Figure 3: Zero-shot evaluation: (a) AUROC per template and in aggregate; (b) AUROC as a function of report prototype count, showing performance stabilization.
Figure 4: Aggregated zero-shot AUROC vs. prompt count; curves plateau at p≈4, confirming robustness of protocol.
Interpretability and Anatomical Localization
Each cross-attention query yields an attention map revealing anatomical focus without explicit spatial supervision. Compared to segmentation-based methods, Jolia’s maps are highly precise for most organs. PCA visualizations of the feature maps reveal that Jolia produces spatially coherent, anatomically distinctive embeddings, outperforming both CLIP and other foundation models on spatial structure.









Figure 5: Organ-level attention maps. Cross-attention query maps demonstrate anatomically meaningful focus for each concept.
















Figure 6: Principal Component Analysis Visualization. Jolia yields the most spatially structured feature maps across all views.

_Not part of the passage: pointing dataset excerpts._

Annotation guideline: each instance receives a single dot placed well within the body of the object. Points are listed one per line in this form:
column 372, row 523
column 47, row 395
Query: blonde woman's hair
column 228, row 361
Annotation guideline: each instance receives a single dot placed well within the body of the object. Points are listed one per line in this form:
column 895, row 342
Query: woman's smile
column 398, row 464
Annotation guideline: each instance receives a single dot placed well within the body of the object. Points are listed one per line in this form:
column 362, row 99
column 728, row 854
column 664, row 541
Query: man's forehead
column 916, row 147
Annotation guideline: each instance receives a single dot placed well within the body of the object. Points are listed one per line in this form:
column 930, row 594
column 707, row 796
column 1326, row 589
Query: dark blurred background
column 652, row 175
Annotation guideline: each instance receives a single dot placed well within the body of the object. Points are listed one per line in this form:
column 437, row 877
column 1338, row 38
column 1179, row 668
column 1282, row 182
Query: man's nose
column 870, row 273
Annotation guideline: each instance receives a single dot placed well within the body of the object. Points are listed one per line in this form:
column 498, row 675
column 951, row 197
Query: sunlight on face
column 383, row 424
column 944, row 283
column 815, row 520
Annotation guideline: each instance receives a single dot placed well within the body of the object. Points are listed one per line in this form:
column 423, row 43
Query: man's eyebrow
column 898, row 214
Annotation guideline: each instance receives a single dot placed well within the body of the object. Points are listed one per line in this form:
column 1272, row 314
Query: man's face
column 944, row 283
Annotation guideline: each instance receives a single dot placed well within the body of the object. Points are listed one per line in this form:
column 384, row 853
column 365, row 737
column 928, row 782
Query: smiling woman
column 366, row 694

However, there are limitations for small or adjacent structures (pancreas, spleen), where localization is less precise due to weaker contrastive signal and frequent absence of abnormal findings.











Figure 7: Failure cases: Pancreas and spleen attention maps show lower localization precision compared to larger organs.

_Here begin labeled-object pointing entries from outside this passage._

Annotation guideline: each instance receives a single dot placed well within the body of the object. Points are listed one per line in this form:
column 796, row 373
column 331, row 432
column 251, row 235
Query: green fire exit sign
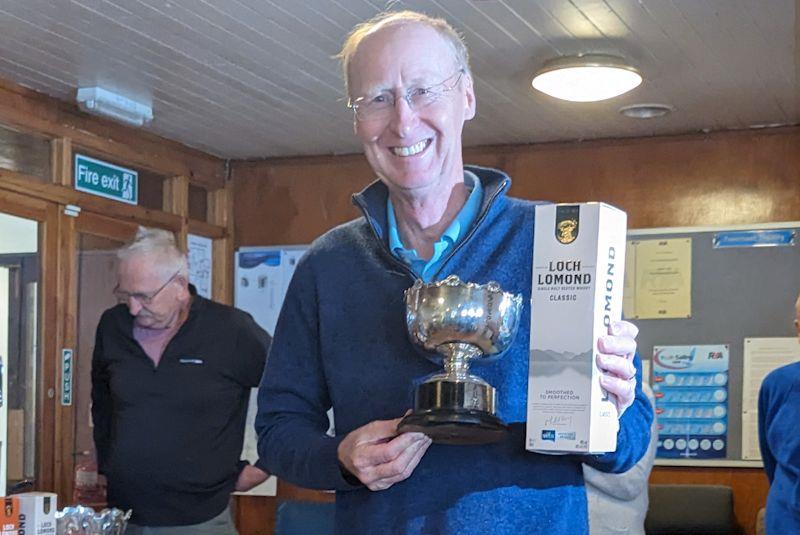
column 106, row 180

Radiology Report Generation
Jolia, combined with a Qwen3.5-9B decoder, achieves best-in-class automatic report generation, outperforming Merlin, MedGemma, and Med3DVLM across most natural language generation and clinical fidelity metrics. Nonetheless, CRIMSON scores reveal persistent under-reporting of abnormal findings, a limitation shared with other encoders and attributable to inherent dataset bias.

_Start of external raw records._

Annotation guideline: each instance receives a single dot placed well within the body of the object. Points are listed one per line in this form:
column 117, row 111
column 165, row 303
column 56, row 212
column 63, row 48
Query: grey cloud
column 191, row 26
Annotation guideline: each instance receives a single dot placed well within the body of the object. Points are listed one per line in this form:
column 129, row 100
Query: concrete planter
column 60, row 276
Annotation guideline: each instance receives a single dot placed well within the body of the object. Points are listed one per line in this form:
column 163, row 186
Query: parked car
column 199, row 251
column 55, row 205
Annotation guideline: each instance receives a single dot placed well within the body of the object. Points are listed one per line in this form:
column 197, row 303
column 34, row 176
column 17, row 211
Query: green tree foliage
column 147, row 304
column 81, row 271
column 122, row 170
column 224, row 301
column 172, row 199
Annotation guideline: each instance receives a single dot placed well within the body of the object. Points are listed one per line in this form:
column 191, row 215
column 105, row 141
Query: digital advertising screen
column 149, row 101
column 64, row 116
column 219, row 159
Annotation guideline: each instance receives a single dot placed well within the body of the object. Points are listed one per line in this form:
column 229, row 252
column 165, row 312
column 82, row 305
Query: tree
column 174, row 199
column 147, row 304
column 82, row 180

Practical and Theoretical Implications
Jolia establishes that concept-level vision-language contrastive alignment—learned from public data without segmentation masks or spatial supervision—outperforms both global-only and mask-dependent approaches. The robustness to anatomical taxonomy, architecture, and domain shift validates the broad applicability of the method. The attention maps and feature visualizations enhance interpretability, supporting downstream decision audits and regulatory clarity.
Future work should address several open avenues: (1) joint training or adaptation of the text encoder to further align report distributions; (2) extension to full-body CT or other anatomical axes (e.g., pathological subtypes); (3) scaling to additional modalities such as MRI; (4) systematic evaluation of dependency on report-splitting LLMs, which could affect generalization.
Conclusion
Jolia, trained with ConQuer, demonstrates strong empirical and interpretative performance for 3D CT vision-language alignment, findings classification, report generation, and cross-center transfer. The concept-level alignment strategy yields substantial gains over global-only objectives and mask-dependent baselines, is robust to architectural choices and concept granularity, and enhances spatial interpretability. These contributions constitute significant steps toward unifying structural reasoning in medical vision-language modeling and inform best practices for future foundation models in computational radiology (2606.24570).